As I was listening it dawned on me that the only remedy is for leaders to consciously focus on sustaining the focus on process improvement.  Here is how Mr. Power addresses this topic.

In the Western world, new leaders are treated like rock stars and are expected to bring in their own way to improve the company.  A company can go through a new process improvement strategy with each successive leader but not necessarily see the benefits of any.

Here is advice Mr. Power offers for sustaining process improvement.

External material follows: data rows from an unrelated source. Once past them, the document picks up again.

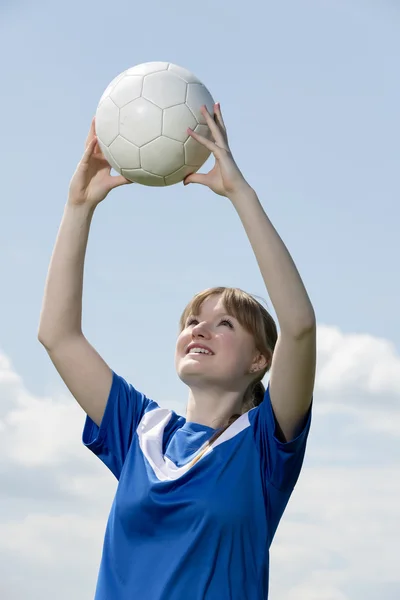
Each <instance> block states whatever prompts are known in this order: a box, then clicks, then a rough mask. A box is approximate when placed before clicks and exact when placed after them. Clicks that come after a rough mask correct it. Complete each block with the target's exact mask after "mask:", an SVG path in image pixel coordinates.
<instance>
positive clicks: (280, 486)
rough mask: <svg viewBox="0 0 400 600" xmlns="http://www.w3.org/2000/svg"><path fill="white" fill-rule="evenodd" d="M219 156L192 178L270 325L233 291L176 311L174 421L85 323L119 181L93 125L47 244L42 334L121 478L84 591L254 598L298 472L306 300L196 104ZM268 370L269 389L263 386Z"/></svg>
mask: <svg viewBox="0 0 400 600" xmlns="http://www.w3.org/2000/svg"><path fill="white" fill-rule="evenodd" d="M204 115H205V118H206V120H207V123H208V125H209V127H210V130H211V132H212V134H213V138H214V141H210V140H207V139H205V138H204V137H202V136H200V135H198V134H196V133H194V132H193V131H191V130H189V133H190V135H191V136H193V137H194V138H195V139H196V140H198V142H199V143H200V144H203V145H204V146H206V147H207V148H209V149H210V150H211V151H212V152H213V154H214V156H215V161H216V162H215V166H214V168H213V169H212V170H211V171H210V172H209V173H208V174H192V175H190V176H188V177H187V178H186V180H185V182H184V183H185V184H188V183H199V184H203V185H206V186H208V187H209V188H211V189H212V190H213V191H214V192H215V193H216V194H219V195H221V196H226V197H227V198H229V200H230V201H231V203H232V205H233V207H234V208H235V209H236V211H237V212H238V215H239V217H240V219H241V221H242V223H243V226H244V229H245V231H246V233H247V235H248V238H249V240H250V243H251V245H252V248H253V250H254V254H255V256H256V259H257V261H258V264H259V267H260V270H261V274H262V276H263V279H264V281H265V285H266V287H267V291H268V294H269V296H270V298H271V301H272V303H273V306H274V308H275V311H276V314H277V317H278V321H279V326H280V332H279V336H278V334H277V329H276V326H275V323H274V321H273V319H272V317H271V316H270V315H269V314H268V312H267V311H266V310H265V308H264V307H263V306H262V305H261V304H259V303H258V302H257V301H256V300H255V299H254V298H253V297H251V296H250V295H248V294H246V293H245V292H243V291H241V290H239V289H231V288H228V289H226V288H213V289H210V290H206V291H204V292H201V293H199V294H198V295H197V296H195V298H193V300H192V301H191V302H190V303H189V305H188V306H187V307H186V309H185V310H184V312H183V314H182V317H181V321H180V334H179V337H178V340H177V344H176V357H175V358H176V368H177V372H178V376H179V377H180V378H181V379H182V380H183V381H184V382H185V383H186V384H187V386H188V388H189V400H188V405H187V411H186V418H184V417H181V416H179V415H177V414H176V413H175V412H173V411H170V410H166V409H162V408H160V407H159V405H158V404H157V403H156V402H154V401H153V400H150V399H149V398H147V397H146V396H145V395H144V394H142V393H140V392H139V391H137V390H136V389H135V388H134V387H133V386H132V385H131V384H128V383H127V382H126V381H125V380H124V379H123V378H122V377H120V376H119V375H117V374H116V373H115V372H113V371H112V370H111V369H110V368H109V367H108V366H107V364H106V363H105V362H104V361H103V360H102V358H101V357H100V356H99V355H98V354H97V352H96V351H95V350H94V349H93V347H92V346H91V345H90V344H89V342H88V341H87V340H86V338H85V337H84V335H83V333H82V328H81V312H82V284H83V265H84V257H85V251H86V245H87V240H88V234H89V227H90V224H91V220H92V216H93V213H94V210H95V207H96V206H97V205H98V204H99V202H101V201H102V200H103V199H104V198H105V197H106V196H107V194H108V193H109V192H110V190H112V189H113V188H115V187H117V186H119V185H123V184H126V183H129V182H128V181H127V180H126V179H125V178H124V177H122V176H116V177H112V176H111V175H110V167H109V165H108V164H107V162H106V161H105V160H104V157H103V156H102V154H101V151H100V149H99V146H98V144H97V141H96V136H95V126H94V122H93V123H92V126H91V129H90V132H89V136H88V139H87V145H86V151H85V153H84V155H83V158H82V160H81V162H80V163H79V165H78V168H77V170H76V172H75V174H74V176H73V178H72V180H71V184H70V189H69V197H68V201H67V204H66V207H65V212H64V216H63V219H62V223H61V227H60V230H59V233H58V237H57V241H56V245H55V248H54V252H53V256H52V259H51V264H50V268H49V273H48V278H47V282H46V290H45V295H44V301H43V309H42V314H41V319H40V326H39V340H40V341H41V343H42V344H43V345H44V346H45V348H46V349H47V351H48V353H49V355H50V358H51V360H52V361H53V363H54V365H55V367H56V368H57V370H58V372H59V373H60V375H61V377H62V378H63V380H64V381H65V383H66V385H67V386H68V388H69V389H70V391H71V393H72V395H73V396H74V397H75V398H76V399H77V401H78V402H79V404H80V405H81V406H82V408H83V410H84V411H85V412H86V413H87V418H86V423H85V427H84V432H83V442H84V444H85V445H86V446H87V447H88V448H90V449H91V450H92V451H93V452H94V453H95V454H96V455H97V456H98V457H99V458H100V459H101V460H102V461H103V462H104V464H105V465H106V466H107V467H108V468H109V469H110V470H111V471H112V472H113V473H114V475H115V476H116V478H117V479H118V488H117V492H116V495H115V499H114V502H113V505H112V509H111V513H110V516H109V520H108V525H107V529H106V534H105V540H104V548H103V555H102V561H101V566H100V573H99V579H98V583H97V591H96V596H95V598H96V600H111V599H112V600H133V599H134V598H135V599H138V600H139V599H144V600H265V599H266V598H267V597H268V577H269V547H270V545H271V542H272V539H273V537H274V534H275V531H276V528H277V526H278V523H279V521H280V518H281V516H282V514H283V511H284V509H285V507H286V504H287V502H288V500H289V497H290V495H291V493H292V491H293V488H294V486H295V484H296V481H297V478H298V476H299V473H300V470H301V466H302V462H303V458H304V452H305V446H306V440H307V436H308V432H309V427H310V421H311V403H312V394H313V386H314V378H315V362H316V321H315V315H314V310H313V307H312V305H311V302H310V300H309V298H308V295H307V292H306V290H305V288H304V285H303V283H302V281H301V278H300V276H299V274H298V272H297V269H296V267H295V265H294V263H293V261H292V259H291V257H290V255H289V253H288V251H287V249H286V248H285V246H284V244H283V242H282V240H281V239H280V237H279V236H278V234H277V232H276V231H275V229H274V227H273V226H272V224H271V222H270V221H269V219H268V217H267V216H266V214H265V212H264V211H263V208H262V206H261V204H260V202H259V200H258V198H257V195H256V193H255V192H254V190H253V189H252V188H251V187H250V185H249V184H248V183H247V182H246V180H245V179H244V177H243V175H242V174H241V172H240V170H239V169H238V167H237V165H236V164H235V162H234V160H233V158H232V154H231V152H230V149H229V146H228V139H227V134H226V129H225V125H224V122H223V119H222V115H221V110H220V106H219V105H218V104H217V105H216V106H215V117H214V119H213V118H212V117H211V116H210V114H209V113H208V112H207V110H206V109H205V108H204ZM267 371H270V378H269V385H268V388H267V390H265V389H264V387H263V385H262V383H261V380H262V378H263V376H264V375H265V374H266V373H267Z"/></svg>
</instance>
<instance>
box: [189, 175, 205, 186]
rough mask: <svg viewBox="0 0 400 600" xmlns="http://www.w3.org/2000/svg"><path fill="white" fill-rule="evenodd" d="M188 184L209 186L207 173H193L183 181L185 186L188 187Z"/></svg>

  • Put yourself on a steady “diet and exercise” program.
  • Adhere to management “best practices.” (e.g., focusing on short-term results vs. long-term; Focusing on functions and business processes)
  • Understand the role process improvement plays in your business strategy – Process improvement isn’t necessarily the way every company competes.
  • Apply appropriate management processes (Traditional vs. Lean)
  1. Strategy execution
  2. Performance management – Metrics, incentives, rewards
  3. Talent management – How people advance through the organization
  4. Problem solving – Traditional would rely on outside consultants where a lean methodology relies on front-liners
  • Pain of disruption – People have to embrace change and be willing to change the way that they work.  Most people prefer to stay with the way that is comfortable and you have to apply various techniques to overcome this.

Mr. Power’s advice for creating a culture of process improvement

Because its an unnatural act to improve, [leaders] need to build into [their] management processes time set aside for improvement.

  • When addressing his team, a leader should take 10 minutes out of an hour to focus on improvement activities
  • In monthly/quarterly meetings set time aside to discuss improvement activities
  • Have people and resources dedicated to improvement activities
  • Have mechanisms in place so good ideas have a channel to get implemented
  • Change your view of disruption (not always a bad thing) – Give people time to innovate.